Battery electric vehicle registrations in Europe jumped 39% year-over-year in May, capturing a 24% market share of all new car sales. Total plug-in vehicle registrations, including hybrids, approached 400,000 units, with 275,000 of those being pure battery electrics, according to CleanTechnica.
The surge reflects a confluence of factors: an influx of new models, persistently high gasoline prices, and the mass arrival of competitively priced Chinese EV brands. This marks a sharp acceleration from recent months and suggests the region's EV adoption curve is steepening once again after a period of slower growth.
Inventory levels at European dealerships are tightening for popular BEV models, even as overall auto production capacity ramps up to meet the rising demand. The supply chain for battery materials remains a constraint, though new gigafactory projects across the continent aim to ease that bottleneck by late 2027.

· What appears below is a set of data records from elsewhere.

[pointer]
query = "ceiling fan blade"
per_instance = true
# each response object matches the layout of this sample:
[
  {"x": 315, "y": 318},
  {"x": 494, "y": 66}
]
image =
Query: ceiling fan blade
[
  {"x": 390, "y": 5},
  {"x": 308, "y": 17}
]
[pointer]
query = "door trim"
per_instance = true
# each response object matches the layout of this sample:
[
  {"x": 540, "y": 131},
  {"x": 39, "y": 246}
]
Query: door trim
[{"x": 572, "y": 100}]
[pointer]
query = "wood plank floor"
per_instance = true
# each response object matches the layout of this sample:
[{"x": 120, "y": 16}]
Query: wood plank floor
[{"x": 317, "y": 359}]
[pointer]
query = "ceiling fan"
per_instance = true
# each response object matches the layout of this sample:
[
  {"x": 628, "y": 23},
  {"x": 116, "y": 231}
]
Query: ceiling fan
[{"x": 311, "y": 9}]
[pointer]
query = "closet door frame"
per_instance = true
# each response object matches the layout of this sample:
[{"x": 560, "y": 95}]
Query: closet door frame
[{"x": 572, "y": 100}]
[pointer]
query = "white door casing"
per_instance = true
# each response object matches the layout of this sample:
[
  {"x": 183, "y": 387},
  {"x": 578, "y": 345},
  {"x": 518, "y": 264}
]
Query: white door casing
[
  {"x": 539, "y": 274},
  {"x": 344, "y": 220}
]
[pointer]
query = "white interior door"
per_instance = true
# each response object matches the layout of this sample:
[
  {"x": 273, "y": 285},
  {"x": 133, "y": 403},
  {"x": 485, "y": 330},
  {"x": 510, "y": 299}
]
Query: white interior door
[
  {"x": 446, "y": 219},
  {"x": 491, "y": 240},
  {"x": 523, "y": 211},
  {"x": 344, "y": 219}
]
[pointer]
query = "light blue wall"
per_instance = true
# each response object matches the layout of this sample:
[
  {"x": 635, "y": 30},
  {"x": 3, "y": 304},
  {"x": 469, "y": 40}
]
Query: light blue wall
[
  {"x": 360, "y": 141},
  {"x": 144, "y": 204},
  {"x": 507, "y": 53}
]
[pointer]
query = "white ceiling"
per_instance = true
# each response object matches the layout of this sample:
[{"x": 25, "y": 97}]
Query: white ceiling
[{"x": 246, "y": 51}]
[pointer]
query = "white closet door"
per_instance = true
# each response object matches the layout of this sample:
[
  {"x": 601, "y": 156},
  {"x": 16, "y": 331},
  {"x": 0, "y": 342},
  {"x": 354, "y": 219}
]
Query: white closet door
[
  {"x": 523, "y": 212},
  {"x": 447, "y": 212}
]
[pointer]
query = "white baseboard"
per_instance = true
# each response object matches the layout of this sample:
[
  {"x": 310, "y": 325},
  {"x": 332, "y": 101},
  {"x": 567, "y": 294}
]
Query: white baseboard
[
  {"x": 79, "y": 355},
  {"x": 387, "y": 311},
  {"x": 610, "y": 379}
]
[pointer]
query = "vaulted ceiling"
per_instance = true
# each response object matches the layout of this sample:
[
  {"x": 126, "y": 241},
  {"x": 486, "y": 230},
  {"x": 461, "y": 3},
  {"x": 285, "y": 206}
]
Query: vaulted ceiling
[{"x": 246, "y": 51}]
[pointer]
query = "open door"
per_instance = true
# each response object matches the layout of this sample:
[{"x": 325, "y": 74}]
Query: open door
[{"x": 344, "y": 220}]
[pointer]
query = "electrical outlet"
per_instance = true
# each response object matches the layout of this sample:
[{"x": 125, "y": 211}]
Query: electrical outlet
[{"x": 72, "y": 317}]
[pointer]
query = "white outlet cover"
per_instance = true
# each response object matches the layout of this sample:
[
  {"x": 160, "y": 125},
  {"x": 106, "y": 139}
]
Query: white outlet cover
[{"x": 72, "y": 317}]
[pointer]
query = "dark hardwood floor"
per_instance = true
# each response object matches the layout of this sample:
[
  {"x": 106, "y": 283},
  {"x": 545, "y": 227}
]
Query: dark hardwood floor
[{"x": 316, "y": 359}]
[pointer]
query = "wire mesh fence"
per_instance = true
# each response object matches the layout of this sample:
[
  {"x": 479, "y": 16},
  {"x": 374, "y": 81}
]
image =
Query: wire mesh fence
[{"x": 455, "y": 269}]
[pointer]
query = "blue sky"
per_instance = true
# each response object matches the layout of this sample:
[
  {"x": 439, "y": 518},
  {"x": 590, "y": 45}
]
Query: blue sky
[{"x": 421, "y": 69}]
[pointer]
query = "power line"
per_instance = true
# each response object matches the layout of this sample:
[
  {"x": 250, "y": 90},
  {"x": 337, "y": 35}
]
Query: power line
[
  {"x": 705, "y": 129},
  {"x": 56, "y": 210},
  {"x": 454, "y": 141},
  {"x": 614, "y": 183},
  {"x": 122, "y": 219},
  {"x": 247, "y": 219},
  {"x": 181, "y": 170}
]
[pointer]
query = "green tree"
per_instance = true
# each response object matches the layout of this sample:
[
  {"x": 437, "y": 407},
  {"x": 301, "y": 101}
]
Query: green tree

While the growth is robust, it is unevenly distributed. Northern European markets like Norway and Sweden are nearing full electrification, while Southern and Eastern Europe trail significantly, held back by lower charging infrastructure density and higher relative purchase prices. This divergence could create a two-speed transition within the EU's single market.
Counter-argument: The jump in sales may be partly inflated by pre-buying ahead of anticipated tariff increases on Chinese-made EVs, which could dampen demand in the second half of the year. If European regulators impose retroactive duties, some sales figures may represent pulled-forward demand rather than organic adoption.